Sometimes our bodies tell the stories of feelings and experiences that we have trouble making sense of or are unable to convey with words. Your eating disorder is a symptom; it does not reflect the sum of who you are, but it does let us know that something is troubling you. Eating disorders have much more to do with “everything else” than with food and body size.
If an eating disorder is taking up space in your life, chances are that there is not enough room for other parts of you to thrive. Many people who struggle with food, weight or body image also have difficulty meeting academic or professional goals and sustaining fulfilling relationships with others.
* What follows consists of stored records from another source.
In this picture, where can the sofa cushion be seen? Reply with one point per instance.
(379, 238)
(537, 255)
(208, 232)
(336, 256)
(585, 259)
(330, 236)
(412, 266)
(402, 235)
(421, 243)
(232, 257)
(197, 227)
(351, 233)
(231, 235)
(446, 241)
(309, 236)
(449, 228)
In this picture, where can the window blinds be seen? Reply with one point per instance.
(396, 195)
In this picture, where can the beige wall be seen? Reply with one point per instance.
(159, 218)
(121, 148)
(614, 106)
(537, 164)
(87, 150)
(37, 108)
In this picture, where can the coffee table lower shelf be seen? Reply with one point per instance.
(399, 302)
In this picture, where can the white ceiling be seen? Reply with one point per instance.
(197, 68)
Together we will work on helping you to access your emotions, find relief from symptoms, and be curious about the various factors that may have influenced your feelings about eating and your body. My goal is not to change you, “make” you healthier, or stop you from engaging in your behaviors. I trust that these are things that you will be able to do for yourself when you feel ready.
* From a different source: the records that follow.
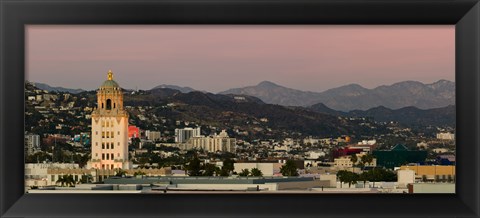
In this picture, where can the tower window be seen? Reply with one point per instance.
(109, 104)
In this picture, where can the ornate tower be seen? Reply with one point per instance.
(109, 128)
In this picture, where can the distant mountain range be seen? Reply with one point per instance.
(345, 98)
(46, 87)
(244, 112)
(215, 108)
(179, 88)
(355, 97)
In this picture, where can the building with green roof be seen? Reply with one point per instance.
(399, 155)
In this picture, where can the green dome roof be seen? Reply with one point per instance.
(110, 84)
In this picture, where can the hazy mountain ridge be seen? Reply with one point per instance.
(354, 96)
(407, 115)
(49, 88)
(185, 89)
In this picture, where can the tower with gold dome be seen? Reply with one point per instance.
(109, 128)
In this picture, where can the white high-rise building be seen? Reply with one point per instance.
(220, 142)
(152, 135)
(183, 135)
(32, 143)
(446, 136)
(109, 128)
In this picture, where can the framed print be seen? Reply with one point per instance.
(239, 108)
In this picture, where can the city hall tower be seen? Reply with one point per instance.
(109, 128)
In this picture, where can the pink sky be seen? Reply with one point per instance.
(215, 58)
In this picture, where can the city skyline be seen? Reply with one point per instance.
(217, 58)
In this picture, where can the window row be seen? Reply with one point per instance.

Recovering from an eating disorder is hard work, and many people have mixed feelings about this process. You may experience pain along the way as the course of healing brings you into contact with past trauma, losses, or disappointments. You might also find that doing this work requires you to renegotiate your role in a variety of contexts and relationships. It is important to have patience with yourself as you develop greater access to your feelings and practice new ways of coping and expressing yourself. Taking the risk to give voice to those unheard feelings will help you begin to participate in your life with greater flexibility, increased confidence, and a genuine sense of belonging.